Birkaç fleksiyon fazı refleksi vardır: dirsek ve Aşil proprioseptif refleksleri, plantar cilt refleksi. Dirsek refleksi, çekiç omuzun pazı kasının tendonuna (m. bicepsbrachii) çarptığında dirsek eklemindeki kolun fleksiyonunda ifade edilir (refleks çağrıldığında, kol dirsek ekleminde hafifçe bükülmelidir) , arkı omurilik CV-CVI'nin servikal segmentlerinde kapanır. Aşil refleksi, çekiç Aşil tendonuna çarptığında alt bacağın triseps kasının kasılması sonucu ayağın plantar fleksiyonunda ifade edilir, refleks yayı sakral segmentler SI-SII, plantar seviyesinde kapanır. refleks, ayak ve parmakların tabanın vuruş uyarımı ile bükülmesidir, refleks yayı da SI-SII seviyesinde kapanır.

B. Ekstansör refleksler, fleksiyon refleksleri gibi, fazik ve toniktir, ekstansör kasların proprioreseptörlerinden kaynaklanır ve monosinaptiktir.

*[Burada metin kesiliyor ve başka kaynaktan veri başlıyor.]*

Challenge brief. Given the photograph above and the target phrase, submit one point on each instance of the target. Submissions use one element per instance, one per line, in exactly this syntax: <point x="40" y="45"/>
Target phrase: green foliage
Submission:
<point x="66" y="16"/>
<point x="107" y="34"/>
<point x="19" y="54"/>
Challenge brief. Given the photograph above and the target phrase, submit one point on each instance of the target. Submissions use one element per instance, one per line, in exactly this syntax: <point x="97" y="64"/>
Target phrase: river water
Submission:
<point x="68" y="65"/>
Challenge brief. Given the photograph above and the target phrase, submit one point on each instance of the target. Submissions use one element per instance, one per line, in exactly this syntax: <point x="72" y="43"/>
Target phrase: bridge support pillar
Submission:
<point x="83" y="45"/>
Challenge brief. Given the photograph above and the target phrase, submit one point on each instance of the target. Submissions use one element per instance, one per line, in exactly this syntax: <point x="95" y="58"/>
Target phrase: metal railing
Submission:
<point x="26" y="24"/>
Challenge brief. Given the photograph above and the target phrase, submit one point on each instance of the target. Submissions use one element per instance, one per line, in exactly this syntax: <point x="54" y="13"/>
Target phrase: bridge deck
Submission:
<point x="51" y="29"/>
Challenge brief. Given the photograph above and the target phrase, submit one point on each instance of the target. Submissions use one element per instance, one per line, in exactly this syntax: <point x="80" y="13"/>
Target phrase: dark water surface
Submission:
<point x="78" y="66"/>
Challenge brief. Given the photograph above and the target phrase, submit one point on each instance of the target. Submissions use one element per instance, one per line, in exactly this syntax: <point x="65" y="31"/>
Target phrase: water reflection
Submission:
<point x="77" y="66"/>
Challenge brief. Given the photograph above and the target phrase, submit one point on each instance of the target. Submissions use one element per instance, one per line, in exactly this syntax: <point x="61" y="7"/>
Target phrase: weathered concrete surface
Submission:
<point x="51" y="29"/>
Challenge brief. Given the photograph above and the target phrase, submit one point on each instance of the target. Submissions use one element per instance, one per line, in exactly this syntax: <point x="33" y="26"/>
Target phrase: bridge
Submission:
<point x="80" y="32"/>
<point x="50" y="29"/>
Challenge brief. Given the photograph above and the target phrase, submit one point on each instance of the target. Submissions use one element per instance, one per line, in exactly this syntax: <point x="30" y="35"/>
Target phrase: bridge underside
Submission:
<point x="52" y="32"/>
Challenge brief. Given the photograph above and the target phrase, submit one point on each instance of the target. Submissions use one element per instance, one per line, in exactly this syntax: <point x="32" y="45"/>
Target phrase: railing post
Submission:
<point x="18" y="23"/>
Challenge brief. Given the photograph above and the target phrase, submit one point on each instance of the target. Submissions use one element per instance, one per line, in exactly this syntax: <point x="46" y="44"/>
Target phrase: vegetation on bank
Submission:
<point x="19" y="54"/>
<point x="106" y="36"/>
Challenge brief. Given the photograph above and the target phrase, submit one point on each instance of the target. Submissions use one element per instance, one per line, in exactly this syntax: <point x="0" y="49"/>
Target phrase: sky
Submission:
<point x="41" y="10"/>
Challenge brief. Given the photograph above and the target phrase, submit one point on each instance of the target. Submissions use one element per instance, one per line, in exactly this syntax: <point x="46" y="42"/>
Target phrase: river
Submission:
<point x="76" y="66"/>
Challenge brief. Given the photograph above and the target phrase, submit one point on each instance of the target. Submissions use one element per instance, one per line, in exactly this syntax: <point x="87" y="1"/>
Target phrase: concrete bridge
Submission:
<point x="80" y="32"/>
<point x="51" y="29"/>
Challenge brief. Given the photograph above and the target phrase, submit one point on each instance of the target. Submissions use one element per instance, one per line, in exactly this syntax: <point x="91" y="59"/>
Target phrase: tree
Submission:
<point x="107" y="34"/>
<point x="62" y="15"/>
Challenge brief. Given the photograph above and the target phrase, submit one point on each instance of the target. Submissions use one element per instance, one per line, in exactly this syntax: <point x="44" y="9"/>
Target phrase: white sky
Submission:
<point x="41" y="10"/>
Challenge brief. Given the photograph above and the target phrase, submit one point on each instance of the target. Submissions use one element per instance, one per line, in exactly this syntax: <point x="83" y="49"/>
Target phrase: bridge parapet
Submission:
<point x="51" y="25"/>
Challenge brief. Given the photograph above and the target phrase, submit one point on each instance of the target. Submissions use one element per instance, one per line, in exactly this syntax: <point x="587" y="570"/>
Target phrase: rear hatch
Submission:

Faz refleksleri, örneğin patellanın altındaki kuadriseps kasının tendonuna çarptığında, kas reseptörlerinin tek bir uyarımına yanıt olarak ortaya çıkar. Bu durumda, kuadriseps kasının kasılması nedeniyle bir diz ekstansör refleksi meydana gelir: ekstansör refleks sırasında fleksör kasların motor nöronları, Renshaw'un interkalar inhibitör hücrelerinin yardımıyla bu postsinaptik karşılıklı inhibisyon tarafından inhibe edilir (Şekil 5.3). Diz sarsıntısının refleks yayı, LII-LIV lomber segmentlerde kapanır. Fleksiyon refleksleri gibi fazik ekstansör refleksler, yürüme eyleminin oluşumunda rol oynar.

Tonik ekstansör refleksleri, tendonlarının uzun süreli gerilmesi sırasında ekstansör kasların uzun süreli kasılmasıdır. Onların rolü duruşu korumaktır. Ayakta dururken, ekstansör kasların tonik kasılması, alt ekstremitelerin fleksiyonunu önler ve dik doğal duruşu korur. Sırt kaslarının tonik kasılması, gövdeyi dik konumda tutarak kişinin duruşunu sağlar. Kasların (fleksörler ve ekstansörler) gerilmesine yanıt olarak tonik reflekslere de miyotatik denir.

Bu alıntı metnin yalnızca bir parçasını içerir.